Vanuit Rome dus, allesbehalve eensluidende geruchten over hemel en hel.

Woensdagavond zag ik op de Nederlandse tv een documentaire over Harry Dames, een veelbelovend (gelovige) wetenschapper die in 1974 op 22-jarige leeftijd overleed. We zien er o.a. de pastoor die de uitvaart in de Goede Raad kerk in Beverwijk leidde. In de homilie, toen, zei hij: ‘God plukt de mooiste bloemen eerst’. De interviewer herinnert zich dat de pastoor geëmotioneerd was en huilde.

In de film, bijna 40 jaar na het overlijden reflecteert hij over zijn uitspraak en zegt (aarzelend): ‘Ja, het is een troost. De mooiste bloemen gaan eerst. En, het klinkt misschien tegenstrijdig, maar het is bijna een ‘voorrecht’ dat Hij (God) zo jong tot hem roept.’

Uit Rome en uit Beverwijk: gedachten over levenseinde en hiernamaals gegroeid binnen de christelijke traditie. Een fractie van de vele manieren om ons thema te benaderen.

In de Islamitische traditie zal het niet anders zijn: ook daar zal het levenseinde bron zijn van zeer verschillende visies. De actualiteit focust echter eenzijdig op één bepaalde visie. Alsof terrorisme en geweld de enige toegangspoort tot de hemel zou opleveren. Niets is minder waar.

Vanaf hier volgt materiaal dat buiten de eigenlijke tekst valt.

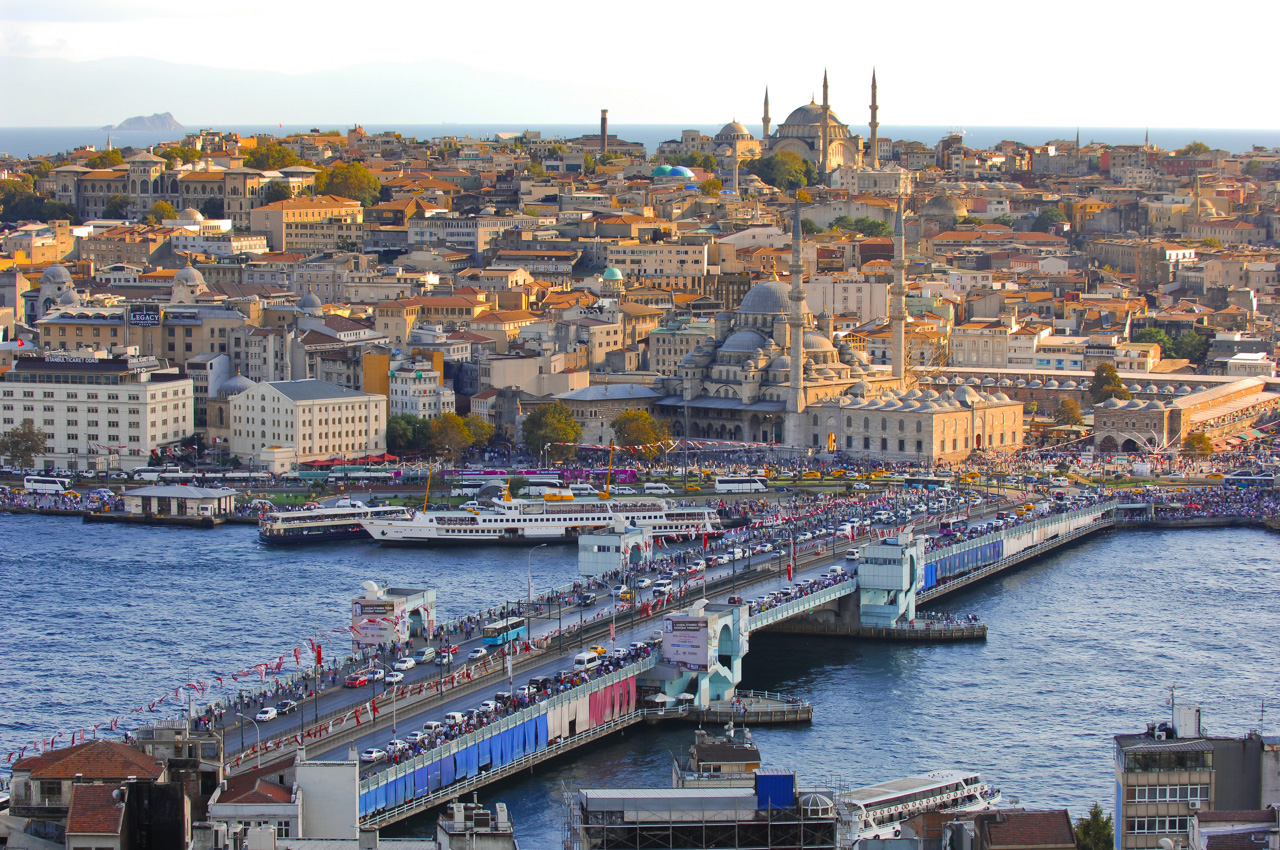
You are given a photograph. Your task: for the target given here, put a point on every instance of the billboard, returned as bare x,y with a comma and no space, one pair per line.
686,643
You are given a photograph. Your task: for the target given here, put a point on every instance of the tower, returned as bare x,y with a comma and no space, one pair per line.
826,131
795,318
874,124
897,297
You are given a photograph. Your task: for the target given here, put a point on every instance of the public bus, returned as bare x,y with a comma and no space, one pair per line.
741,484
45,484
503,631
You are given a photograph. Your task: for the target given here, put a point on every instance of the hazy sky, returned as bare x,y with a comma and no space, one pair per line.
1088,63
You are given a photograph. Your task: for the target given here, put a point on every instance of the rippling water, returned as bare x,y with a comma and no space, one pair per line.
1083,644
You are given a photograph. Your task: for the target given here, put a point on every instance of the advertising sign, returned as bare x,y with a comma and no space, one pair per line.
685,643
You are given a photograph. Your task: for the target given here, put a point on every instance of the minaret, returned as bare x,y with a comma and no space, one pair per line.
795,319
826,132
874,124
897,297
766,118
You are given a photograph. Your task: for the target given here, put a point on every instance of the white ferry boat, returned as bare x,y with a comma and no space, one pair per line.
507,520
344,521
878,810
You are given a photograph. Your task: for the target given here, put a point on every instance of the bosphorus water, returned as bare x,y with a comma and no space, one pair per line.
1083,644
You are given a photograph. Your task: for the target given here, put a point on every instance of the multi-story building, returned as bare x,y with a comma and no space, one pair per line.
99,410
323,223
279,424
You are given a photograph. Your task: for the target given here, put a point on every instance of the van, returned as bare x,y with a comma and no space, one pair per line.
585,662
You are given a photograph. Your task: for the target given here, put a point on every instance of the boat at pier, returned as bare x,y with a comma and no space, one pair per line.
343,521
878,810
513,520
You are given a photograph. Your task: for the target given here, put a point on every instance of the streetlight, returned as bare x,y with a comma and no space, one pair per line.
257,731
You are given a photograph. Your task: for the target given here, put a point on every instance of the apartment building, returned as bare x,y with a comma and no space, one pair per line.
99,411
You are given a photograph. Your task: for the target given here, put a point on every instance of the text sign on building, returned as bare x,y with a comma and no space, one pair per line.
686,643
145,315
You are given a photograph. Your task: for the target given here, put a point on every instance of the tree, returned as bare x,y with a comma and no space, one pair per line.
1197,446
161,211
115,208
272,158
106,159
449,437
639,428
275,191
1095,832
353,181
23,444
214,208
1191,346
551,424
1159,337
1107,384
479,429
1047,218
1068,412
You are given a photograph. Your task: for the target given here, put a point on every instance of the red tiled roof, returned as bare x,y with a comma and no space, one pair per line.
92,761
94,810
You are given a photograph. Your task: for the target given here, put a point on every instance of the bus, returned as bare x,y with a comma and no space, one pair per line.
45,484
741,484
503,631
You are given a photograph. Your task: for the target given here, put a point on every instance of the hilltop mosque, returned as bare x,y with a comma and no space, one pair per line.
775,373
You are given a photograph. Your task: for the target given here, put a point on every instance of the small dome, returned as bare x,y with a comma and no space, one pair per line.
55,274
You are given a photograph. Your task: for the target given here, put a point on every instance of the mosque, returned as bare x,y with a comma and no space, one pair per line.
773,373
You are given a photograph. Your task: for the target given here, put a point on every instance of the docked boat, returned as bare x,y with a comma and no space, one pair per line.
878,810
343,521
512,520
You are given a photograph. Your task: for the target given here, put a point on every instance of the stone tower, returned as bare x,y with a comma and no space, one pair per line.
874,124
897,297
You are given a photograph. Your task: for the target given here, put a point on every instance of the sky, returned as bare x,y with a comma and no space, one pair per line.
1088,63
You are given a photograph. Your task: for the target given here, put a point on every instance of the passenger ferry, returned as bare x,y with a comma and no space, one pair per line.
512,520
878,810
343,521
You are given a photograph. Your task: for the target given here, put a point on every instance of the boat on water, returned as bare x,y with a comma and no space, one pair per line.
342,521
878,810
513,520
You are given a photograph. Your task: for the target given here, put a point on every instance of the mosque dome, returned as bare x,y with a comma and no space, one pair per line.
237,385
55,274
941,206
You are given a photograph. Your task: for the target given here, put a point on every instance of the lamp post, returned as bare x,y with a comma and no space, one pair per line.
257,731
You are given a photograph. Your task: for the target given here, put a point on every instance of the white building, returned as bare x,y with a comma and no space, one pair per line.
305,420
417,389
97,410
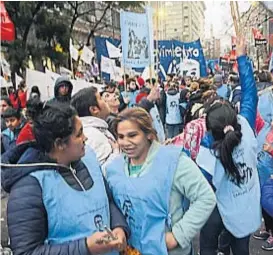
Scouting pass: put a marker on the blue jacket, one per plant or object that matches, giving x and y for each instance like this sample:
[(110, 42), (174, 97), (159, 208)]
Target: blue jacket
[(27, 216), (267, 197), (248, 101)]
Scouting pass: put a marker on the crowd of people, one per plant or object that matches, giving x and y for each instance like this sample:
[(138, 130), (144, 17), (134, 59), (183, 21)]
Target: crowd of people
[(140, 167)]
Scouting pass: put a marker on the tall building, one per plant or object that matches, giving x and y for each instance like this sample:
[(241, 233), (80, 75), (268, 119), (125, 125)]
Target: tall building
[(258, 16), (184, 21)]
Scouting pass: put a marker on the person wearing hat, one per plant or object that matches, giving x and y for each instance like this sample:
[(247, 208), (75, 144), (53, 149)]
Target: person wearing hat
[(222, 89), (62, 90)]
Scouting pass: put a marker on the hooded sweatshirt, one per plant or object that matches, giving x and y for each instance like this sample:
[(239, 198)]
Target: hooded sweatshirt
[(27, 215), (58, 83), (99, 137)]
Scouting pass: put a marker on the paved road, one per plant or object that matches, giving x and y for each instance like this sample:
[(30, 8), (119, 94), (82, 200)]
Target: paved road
[(254, 247)]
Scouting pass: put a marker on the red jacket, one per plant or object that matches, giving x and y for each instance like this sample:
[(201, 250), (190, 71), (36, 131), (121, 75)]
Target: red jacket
[(22, 95), (14, 101)]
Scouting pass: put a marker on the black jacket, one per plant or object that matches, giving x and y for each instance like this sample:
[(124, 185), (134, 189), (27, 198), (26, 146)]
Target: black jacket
[(27, 216)]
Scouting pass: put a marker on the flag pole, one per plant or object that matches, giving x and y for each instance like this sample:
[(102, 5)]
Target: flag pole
[(157, 38)]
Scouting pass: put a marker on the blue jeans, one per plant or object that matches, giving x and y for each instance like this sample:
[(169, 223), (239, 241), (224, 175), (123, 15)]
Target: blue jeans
[(215, 238), (173, 130)]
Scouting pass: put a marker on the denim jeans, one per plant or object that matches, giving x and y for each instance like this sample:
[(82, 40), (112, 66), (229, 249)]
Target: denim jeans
[(215, 238), (173, 130)]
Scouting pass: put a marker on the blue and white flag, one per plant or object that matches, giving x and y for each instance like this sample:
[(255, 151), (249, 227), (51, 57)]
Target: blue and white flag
[(136, 38), (270, 69)]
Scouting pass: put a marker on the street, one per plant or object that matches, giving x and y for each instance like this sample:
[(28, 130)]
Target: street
[(254, 247)]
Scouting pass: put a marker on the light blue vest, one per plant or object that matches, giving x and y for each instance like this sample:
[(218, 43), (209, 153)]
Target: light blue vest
[(144, 201), (239, 207), (157, 124), (265, 106), (74, 214), (173, 115), (265, 160), (132, 96)]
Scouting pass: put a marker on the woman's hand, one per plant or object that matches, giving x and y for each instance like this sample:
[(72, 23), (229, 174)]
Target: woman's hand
[(170, 241), (119, 233), (96, 245), (240, 46)]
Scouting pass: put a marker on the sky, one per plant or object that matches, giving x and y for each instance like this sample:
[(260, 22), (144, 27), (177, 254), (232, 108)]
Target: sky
[(218, 14)]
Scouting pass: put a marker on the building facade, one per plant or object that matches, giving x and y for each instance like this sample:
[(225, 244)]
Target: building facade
[(258, 16), (184, 21), (108, 27)]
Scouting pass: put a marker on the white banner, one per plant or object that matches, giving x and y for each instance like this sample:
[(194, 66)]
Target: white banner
[(42, 81), (107, 65), (116, 75), (113, 51), (46, 83), (87, 55), (73, 51)]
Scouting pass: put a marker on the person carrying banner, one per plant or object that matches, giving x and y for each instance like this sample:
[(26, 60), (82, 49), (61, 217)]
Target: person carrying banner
[(223, 90), (153, 184), (129, 95), (15, 122), (265, 170), (4, 105), (62, 90), (173, 117), (228, 154), (59, 202), (265, 104)]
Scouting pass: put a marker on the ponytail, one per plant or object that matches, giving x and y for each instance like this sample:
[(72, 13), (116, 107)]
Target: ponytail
[(221, 120)]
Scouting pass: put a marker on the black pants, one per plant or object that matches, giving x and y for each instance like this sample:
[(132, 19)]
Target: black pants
[(268, 221), (214, 238)]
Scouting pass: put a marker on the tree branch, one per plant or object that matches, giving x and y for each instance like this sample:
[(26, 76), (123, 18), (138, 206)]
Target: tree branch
[(92, 31), (37, 9)]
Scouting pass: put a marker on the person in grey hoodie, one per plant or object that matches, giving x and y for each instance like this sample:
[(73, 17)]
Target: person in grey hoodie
[(62, 90), (93, 112)]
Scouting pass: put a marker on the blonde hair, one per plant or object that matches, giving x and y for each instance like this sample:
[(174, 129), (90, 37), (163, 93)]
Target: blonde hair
[(140, 117), (194, 86)]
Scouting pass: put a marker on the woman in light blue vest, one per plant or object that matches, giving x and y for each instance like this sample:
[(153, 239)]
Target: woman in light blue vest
[(150, 184), (59, 202), (230, 157)]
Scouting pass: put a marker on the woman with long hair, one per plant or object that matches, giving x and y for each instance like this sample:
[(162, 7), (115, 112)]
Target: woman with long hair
[(161, 192), (59, 202), (228, 155)]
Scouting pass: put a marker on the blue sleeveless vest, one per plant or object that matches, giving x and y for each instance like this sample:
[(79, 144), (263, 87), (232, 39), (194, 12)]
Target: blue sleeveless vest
[(157, 124), (265, 106), (265, 160), (132, 96), (74, 214), (239, 206), (144, 201), (173, 115)]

In de koran, net zoals in de bijbel, is ons ‘leven’ aangezegd. Nu reeds. Straks zullen we enkele fragmenten en bijbel en koran beluisteren. Maar eerst willen we zingen over leven voor allen.

Overweging: pluriformiteit en bevraging

Stel dat we vandaag in deze gemeenschap in gesprek zouden gaan over de vraag: hoe zie jij het leven na de dood?  Dan zie ik hier mensen voor mij die zullen antwoorden:  na de dood is er niets meer, daar gaat het christendom niet over. En ik zie mensen die antwoorden : ik hoop mijn geliefde overledenen terug te zien, ik vertrouw er op dat God mij geschapen heeft voor het Leven en daarom de dood niet het laatste woord krijgt.

Tussen die uiteenlopende en tegengestelde antwoorden bewegen wij ons. Als groep verschillen we van opvatting maar ook persoonlijk kunnen we gaan van zekerheid naar vraagtekens, van twijfel en onzekerheid naar hoop.

 

Allereerst wil ik stilstaan bij die verschillende visies, de pluriformiteit en daarna wil ik stilstaan bij de vraag zélf, de vraag ivm leven na de dood.

Vermoedelijk zijn we met weinig die onveranderlijk en rotsvast in heldere en welomschreven overtuigingen mbt deze vraag, blijven staan. Toch verstaan we onszelf als een christelijke gemeenschap terwijl we op dergelijke belangrijke vraag de meest verschillende antwoorden formuleren. Dan betreft het nog alleen maar deze kleine gemeenschap van min of meer gelijkgezinden die al meer dan dertig jaar met elkaar optrekken en elke zondag opnieuw de kaarsjes laten branden voor de overledenen die ons zijn voorgegaan. Voorgegaan waarin ? of moet ik vragen: waarheen? Of doe ik met mijn vragen geen onrecht aan dat mooie gebaar waaraan iedereen, mét alle verschillen, gehecht is.

Over verschillen gesproken, dan heb ik het nog niet gehad over de twee christelijke dames die deze week aanbelden om mij er van te overtuigen dat het ‘Einde der tijden nu wel zeer nabij is’ . En zijn de oosterse christelijke kerken en de westerse, de orthodoxe, protestantse, evangelische evenmin aan bod gekomen, … terwijl, het allemaal christenen zijn.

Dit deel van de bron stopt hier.